No último dia 9 de novembro, a Comissão de Constituição e Justiça do Senado aprovou o texto do projeto de lei que enuncia que dirigir sob efeito de qualquer concentração de bebida é crime. Como já tínhamos uma política de tolerância zero na legislação de trânsito, esta nova modificação inaugura a “tolerância -1” no que diz respeito a direção de veículos e bebida.
É típico de regimes totalitários criminalizar condutas que não tenham em si um componente de dano a direitos alheios. No caso da nossa legislação penal de trânsito, é criminoso qualquer pessoa que permaneça atrás do volante de um carro e que tenha bebido antes disso. É certo que a diminuição das vítimas de acidentes de trânsito é um objetivo dos mais elevados, só não consigo entender como a criminalização justamente daqueles que não provocam acidentes pode ajudar nisso.
Veja só, não é somente dirigir sob o efeito da bebida que é crime, mas fazê-lo com uma concentração qualquer de álcool no sangue, mesmo que você esteja ainda de posse de suas faculdades. Isso deve ser suficiente para colocar atrás das grades, salvo o pagamento de fiança, parte significativa da população brasileira.

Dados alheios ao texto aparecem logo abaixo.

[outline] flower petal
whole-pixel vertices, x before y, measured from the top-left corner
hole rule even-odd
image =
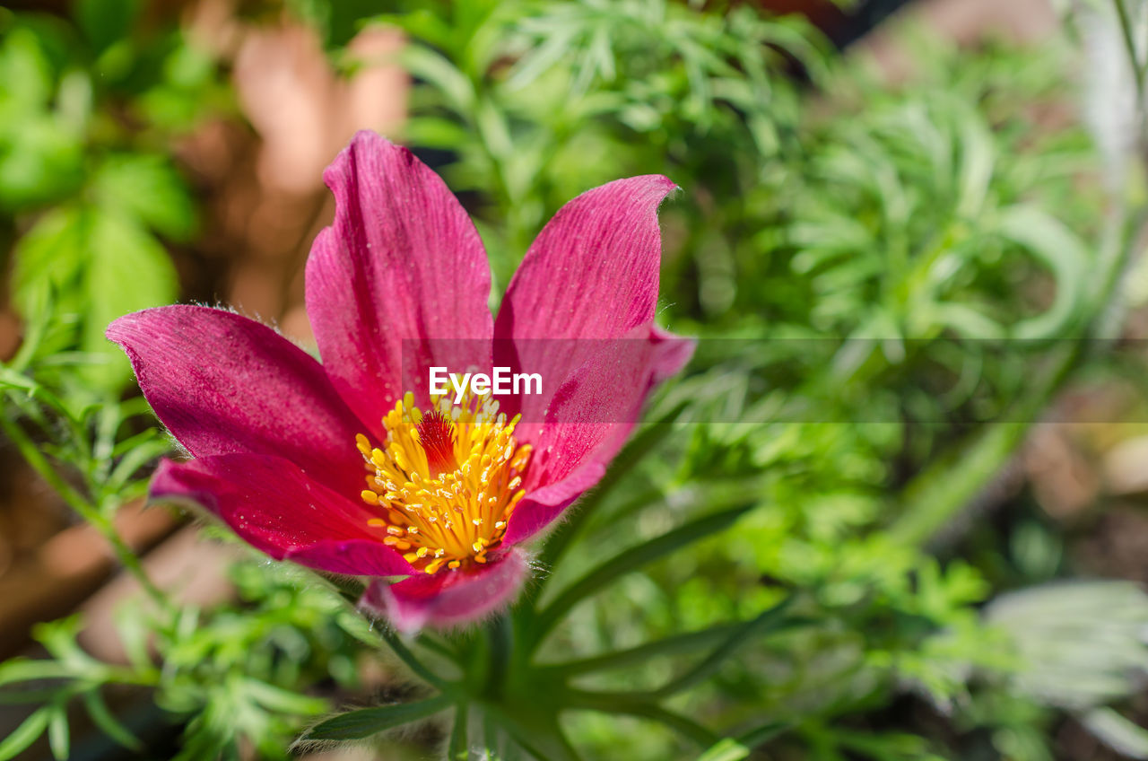
[[[517,409],[505,403],[507,414],[542,420],[551,393],[585,363],[583,348],[594,351],[582,341],[618,339],[653,322],[658,206],[674,187],[661,175],[602,185],[559,209],[538,233],[498,312],[495,363],[540,374],[543,393],[523,397]]]
[[[468,570],[418,574],[397,584],[375,581],[360,605],[385,616],[402,632],[455,627],[498,610],[518,592],[529,566],[527,554],[511,549]]]
[[[359,132],[324,179],[335,222],[307,263],[307,312],[335,389],[381,436],[403,393],[426,403],[427,367],[489,366],[490,269],[474,223],[406,148]]]
[[[121,317],[107,336],[127,353],[152,409],[191,454],[272,454],[340,491],[363,489],[355,447],[363,424],[323,367],[266,325],[174,306]]]
[[[378,529],[374,514],[309,478],[287,460],[223,454],[164,460],[150,499],[184,501],[219,516],[245,541],[276,560],[350,576],[405,576],[416,570]]]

Se a legislação anterior já previa punição para as condutas indesejadas no trânsito: provocar acidentes, lesões corporais, matar ou causar perigo, não existe outra conclusão lógica que não a de ter vindo a modificação para criminalizar a parcela das pessoas que conseguem beber e não causar acidentes ou por outras pessoas ou bens em risco. O que dizer então desta nova criminalização?
A idéia de que o direito penal seria a última ratio do sistema jurídico aos poucos dá lugar a um conjunto de regras que põe todos os indivíduos na ilegalidade e, por conseqüência, fortalece o poder do estado sobre homens, permitindo assim que sejam punidos sem ser necessário se perguntar quem foi ofendido.
O curioso, e revelador da teratologia de toda a discussão da lei seca, é que nos debates ocorridos na comissão, a senadora Marta Suplicy (PT-SP), cuja tolerância é conhecida de todos, ficou preocupada porque seria plausível que o projeto viesse para punir o motorista que consumisse um bombom com licor. A senadora foi tranqüilizada pelo relator, que disse que o exame não detectaria (?) nenhum álcool no sangue por causa de um bombom.
Senadora, se tiver dúvida, não coma.